Pshiiit ! Un petit coup d'anti-mythe

 

Éléonore

Jacques, j'ai un problème. Je suis tombé sur une vidéo où j’ai vu un certain Alexandre Huchez prétendre que c’est son papa, Bruno Huchez qui, après des efforts incommensurables, a réussi à importer Goldorak en France en 1977. Je t’envoie le lien  …

 

Jacques (Jacques Willemont plus précisément)

Laisse-moi regarder ...

 

 

 

 

Oui. Je sais. C'est un mythe écrit par le récipiendaire lui-même. 

 

Éléonore

Tu m'avais dit que …

 

Jacques

Je sais très bien ce que je t'ai dit : je suis le "crétin" qui a eu en main les droits d'exploitation de Mazinger Z / Goldorak et qui les a laissés d'envoler.

 

Éléonore

Dommage pour vous. Vous n'aviez qu'à naître dans une famille aristocratique comme cet Huchez. 

 

Jacques

Vous avez raison Éléonore. L'argent va à l'argent. 

 

Éléonore

Vous connaissez très bien, n'est-ce pas, l'histoire de Goldorak ?.

 

Jacques

Les premiers temps surtout. Je peux effet vous en révèler les dessous lointains.

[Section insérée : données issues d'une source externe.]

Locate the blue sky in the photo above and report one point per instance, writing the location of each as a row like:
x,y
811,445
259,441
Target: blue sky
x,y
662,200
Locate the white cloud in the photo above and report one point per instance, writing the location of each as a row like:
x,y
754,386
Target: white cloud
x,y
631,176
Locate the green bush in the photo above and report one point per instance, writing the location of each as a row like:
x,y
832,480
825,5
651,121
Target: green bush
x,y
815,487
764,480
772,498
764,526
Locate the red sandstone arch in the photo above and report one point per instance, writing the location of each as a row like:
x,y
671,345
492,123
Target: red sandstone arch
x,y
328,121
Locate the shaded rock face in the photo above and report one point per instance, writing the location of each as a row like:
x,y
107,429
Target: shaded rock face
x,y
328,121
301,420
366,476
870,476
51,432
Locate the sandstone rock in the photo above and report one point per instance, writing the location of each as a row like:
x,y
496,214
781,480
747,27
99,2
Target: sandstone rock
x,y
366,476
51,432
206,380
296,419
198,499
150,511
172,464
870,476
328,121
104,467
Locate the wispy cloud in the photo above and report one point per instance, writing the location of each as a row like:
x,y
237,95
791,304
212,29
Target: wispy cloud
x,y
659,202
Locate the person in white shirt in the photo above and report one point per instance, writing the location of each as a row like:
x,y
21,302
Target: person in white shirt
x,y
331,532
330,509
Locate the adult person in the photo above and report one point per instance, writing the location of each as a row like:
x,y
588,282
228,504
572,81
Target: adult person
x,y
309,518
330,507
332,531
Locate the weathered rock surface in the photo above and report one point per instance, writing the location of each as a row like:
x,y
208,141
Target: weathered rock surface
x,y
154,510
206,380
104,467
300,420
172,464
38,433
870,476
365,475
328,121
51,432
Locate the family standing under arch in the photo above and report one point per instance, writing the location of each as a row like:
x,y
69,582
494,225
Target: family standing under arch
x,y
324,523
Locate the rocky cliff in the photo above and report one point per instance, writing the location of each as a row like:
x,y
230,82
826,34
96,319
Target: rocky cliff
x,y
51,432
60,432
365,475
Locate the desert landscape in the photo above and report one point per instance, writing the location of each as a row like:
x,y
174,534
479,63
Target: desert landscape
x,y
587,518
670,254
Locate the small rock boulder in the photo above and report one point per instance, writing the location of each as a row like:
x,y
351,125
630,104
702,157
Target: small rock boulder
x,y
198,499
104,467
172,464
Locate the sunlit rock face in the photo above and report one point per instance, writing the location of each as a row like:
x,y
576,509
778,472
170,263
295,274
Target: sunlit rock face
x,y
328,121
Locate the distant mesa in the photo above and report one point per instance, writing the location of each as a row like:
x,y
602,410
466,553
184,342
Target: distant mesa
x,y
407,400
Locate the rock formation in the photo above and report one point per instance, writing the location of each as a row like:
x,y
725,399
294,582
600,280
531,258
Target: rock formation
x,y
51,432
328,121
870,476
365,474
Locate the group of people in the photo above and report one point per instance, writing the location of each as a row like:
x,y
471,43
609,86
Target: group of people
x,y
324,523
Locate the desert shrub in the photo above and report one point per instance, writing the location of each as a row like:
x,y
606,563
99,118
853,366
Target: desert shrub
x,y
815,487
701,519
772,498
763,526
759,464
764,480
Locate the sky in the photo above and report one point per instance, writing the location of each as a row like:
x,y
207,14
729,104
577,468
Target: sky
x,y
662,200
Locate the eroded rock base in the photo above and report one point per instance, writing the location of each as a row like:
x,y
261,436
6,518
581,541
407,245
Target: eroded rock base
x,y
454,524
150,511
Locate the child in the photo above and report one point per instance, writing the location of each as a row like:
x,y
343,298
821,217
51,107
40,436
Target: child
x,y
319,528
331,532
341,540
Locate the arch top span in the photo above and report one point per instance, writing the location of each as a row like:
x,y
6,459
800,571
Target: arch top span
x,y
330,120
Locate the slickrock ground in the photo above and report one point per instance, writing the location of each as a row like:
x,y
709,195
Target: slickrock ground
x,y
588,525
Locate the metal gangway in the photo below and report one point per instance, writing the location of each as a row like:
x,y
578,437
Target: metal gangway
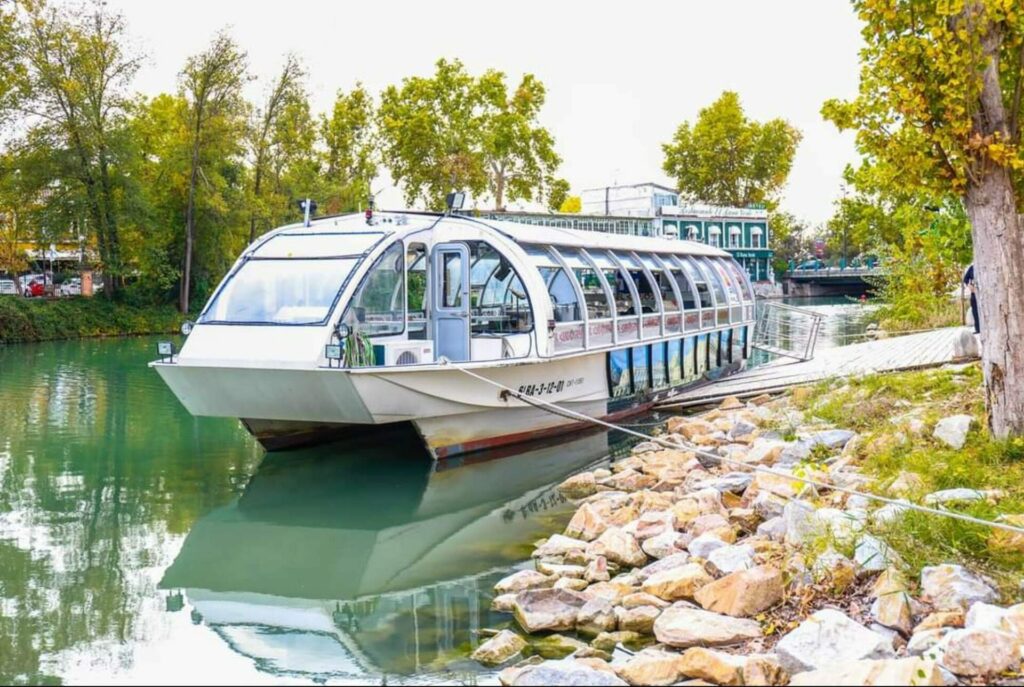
x,y
786,331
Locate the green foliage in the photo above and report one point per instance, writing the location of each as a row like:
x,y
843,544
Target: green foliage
x,y
726,159
454,130
24,319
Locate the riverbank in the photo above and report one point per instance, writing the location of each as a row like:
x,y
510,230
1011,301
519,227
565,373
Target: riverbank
x,y
24,319
721,564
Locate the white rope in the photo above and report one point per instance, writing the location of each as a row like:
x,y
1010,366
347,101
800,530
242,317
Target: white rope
x,y
557,410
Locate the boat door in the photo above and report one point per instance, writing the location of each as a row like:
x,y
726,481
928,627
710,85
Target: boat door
x,y
451,289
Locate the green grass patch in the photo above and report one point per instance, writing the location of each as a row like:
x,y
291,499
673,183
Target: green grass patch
x,y
25,319
895,415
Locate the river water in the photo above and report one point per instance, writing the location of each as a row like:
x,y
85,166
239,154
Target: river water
x,y
138,544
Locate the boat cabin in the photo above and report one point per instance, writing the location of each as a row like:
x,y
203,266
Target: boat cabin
x,y
413,289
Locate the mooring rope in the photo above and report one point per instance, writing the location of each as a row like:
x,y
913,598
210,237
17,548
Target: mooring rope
x,y
572,415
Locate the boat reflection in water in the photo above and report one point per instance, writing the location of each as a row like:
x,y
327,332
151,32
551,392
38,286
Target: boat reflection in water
x,y
351,565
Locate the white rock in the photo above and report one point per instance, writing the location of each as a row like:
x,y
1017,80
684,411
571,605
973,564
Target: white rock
x,y
731,558
953,588
952,430
826,637
704,545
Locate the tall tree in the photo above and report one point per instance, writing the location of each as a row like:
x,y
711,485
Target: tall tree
x,y
211,82
351,151
456,130
72,76
286,90
726,159
940,101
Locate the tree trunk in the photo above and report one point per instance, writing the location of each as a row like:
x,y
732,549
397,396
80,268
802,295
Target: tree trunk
x,y
189,230
998,268
998,259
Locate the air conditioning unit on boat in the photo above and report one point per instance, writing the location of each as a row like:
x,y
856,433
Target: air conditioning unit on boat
x,y
407,352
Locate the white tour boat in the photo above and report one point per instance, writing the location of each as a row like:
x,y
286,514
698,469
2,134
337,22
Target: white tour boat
x,y
350,323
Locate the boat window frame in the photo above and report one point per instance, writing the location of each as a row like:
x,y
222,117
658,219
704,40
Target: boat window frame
x,y
250,256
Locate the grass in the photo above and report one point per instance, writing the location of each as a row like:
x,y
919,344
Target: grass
x,y
25,319
884,409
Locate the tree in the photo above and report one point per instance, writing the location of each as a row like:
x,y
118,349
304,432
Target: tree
x,y
518,154
211,82
351,155
456,130
940,102
286,90
71,77
726,159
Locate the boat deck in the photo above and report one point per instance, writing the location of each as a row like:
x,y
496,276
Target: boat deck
x,y
902,352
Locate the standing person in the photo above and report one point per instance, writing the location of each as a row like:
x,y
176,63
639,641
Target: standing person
x,y
970,283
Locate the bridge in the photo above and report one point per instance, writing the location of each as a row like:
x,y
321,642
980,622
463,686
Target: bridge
x,y
830,281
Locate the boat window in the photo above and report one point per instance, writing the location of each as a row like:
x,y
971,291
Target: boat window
x,y
379,305
664,283
597,302
620,283
316,245
698,282
499,299
645,290
416,300
280,292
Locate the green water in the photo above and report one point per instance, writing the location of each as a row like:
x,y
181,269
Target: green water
x,y
138,544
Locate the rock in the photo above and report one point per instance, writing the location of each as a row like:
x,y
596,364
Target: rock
x,y
501,648
617,547
744,593
826,637
894,610
522,581
924,641
666,544
873,555
607,641
980,652
566,673
587,524
579,486
702,546
682,628
677,583
503,603
558,545
595,616
953,587
571,584
961,496
597,570
552,609
554,647
906,484
717,668
731,558
832,438
667,563
889,672
952,430
773,528
651,667
639,619
653,523
730,403
1004,540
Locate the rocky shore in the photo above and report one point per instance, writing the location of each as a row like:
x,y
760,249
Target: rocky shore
x,y
694,567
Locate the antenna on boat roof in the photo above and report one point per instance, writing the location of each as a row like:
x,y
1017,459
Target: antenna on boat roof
x,y
308,208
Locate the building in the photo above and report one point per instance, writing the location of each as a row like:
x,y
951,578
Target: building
x,y
653,210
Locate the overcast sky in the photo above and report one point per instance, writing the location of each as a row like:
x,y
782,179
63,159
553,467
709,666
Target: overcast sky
x,y
621,76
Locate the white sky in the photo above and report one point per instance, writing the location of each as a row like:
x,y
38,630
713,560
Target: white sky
x,y
621,76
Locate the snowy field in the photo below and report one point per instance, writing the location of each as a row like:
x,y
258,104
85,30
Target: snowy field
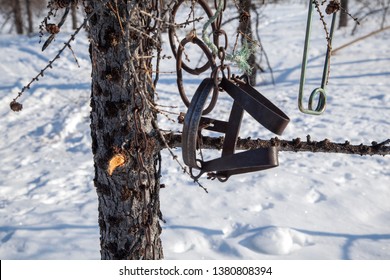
x,y
313,206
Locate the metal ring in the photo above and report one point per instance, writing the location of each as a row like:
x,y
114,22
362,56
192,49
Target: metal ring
x,y
321,100
172,37
179,67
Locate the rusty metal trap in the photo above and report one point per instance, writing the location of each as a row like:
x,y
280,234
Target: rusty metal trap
x,y
244,96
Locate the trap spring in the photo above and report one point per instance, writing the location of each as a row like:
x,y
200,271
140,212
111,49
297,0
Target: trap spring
x,y
245,98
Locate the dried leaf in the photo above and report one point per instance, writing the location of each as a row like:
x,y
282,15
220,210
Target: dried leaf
x,y
116,161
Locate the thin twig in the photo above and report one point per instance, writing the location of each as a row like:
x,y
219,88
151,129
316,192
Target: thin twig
x,y
294,145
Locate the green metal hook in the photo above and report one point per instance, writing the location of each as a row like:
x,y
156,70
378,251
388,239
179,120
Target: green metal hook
x,y
320,92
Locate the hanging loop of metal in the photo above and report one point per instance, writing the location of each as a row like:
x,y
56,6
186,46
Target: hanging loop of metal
x,y
318,93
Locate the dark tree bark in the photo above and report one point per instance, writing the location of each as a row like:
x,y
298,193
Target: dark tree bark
x,y
74,16
343,20
29,17
18,19
124,138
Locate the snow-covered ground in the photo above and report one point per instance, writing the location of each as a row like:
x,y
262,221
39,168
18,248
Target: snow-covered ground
x,y
313,206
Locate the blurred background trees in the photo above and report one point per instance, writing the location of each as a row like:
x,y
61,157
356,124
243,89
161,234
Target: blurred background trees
x,y
24,16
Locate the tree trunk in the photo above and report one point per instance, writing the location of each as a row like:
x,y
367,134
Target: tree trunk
x,y
29,17
124,140
343,20
74,16
18,19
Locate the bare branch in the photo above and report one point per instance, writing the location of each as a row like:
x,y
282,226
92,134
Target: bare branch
x,y
294,145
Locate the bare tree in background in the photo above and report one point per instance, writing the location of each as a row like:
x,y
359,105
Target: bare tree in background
x,y
22,13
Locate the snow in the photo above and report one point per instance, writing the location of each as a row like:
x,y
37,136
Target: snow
x,y
313,206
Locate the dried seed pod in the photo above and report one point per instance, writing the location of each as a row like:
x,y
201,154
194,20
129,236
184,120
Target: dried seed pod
x,y
16,106
116,161
244,16
52,28
60,4
333,7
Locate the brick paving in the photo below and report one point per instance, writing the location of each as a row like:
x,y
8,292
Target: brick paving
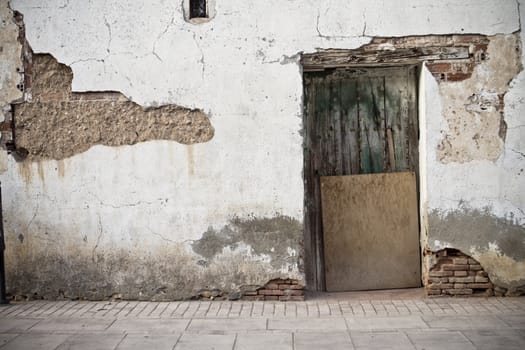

Pour commencer, si cela vous intéresse, et puisque vous me parlez d’Alexandre Huchez, savez-vous pourquoi il se prénomme justement « Alexandre » ?

 

Éléonore

Comment voulez-vous que je le sache ?

 

Jacques

Cela tient probablement au fait qu’en décembre 1976, je faisais une partie de baby-foot avec son père, Bruno Huchez, dans un bistrot, sauf erreur, au coin de la rue Ventadour et des Petits champs. Près de l’Opéra. Si je ne me trompe pas ... (il a changé d'aspect)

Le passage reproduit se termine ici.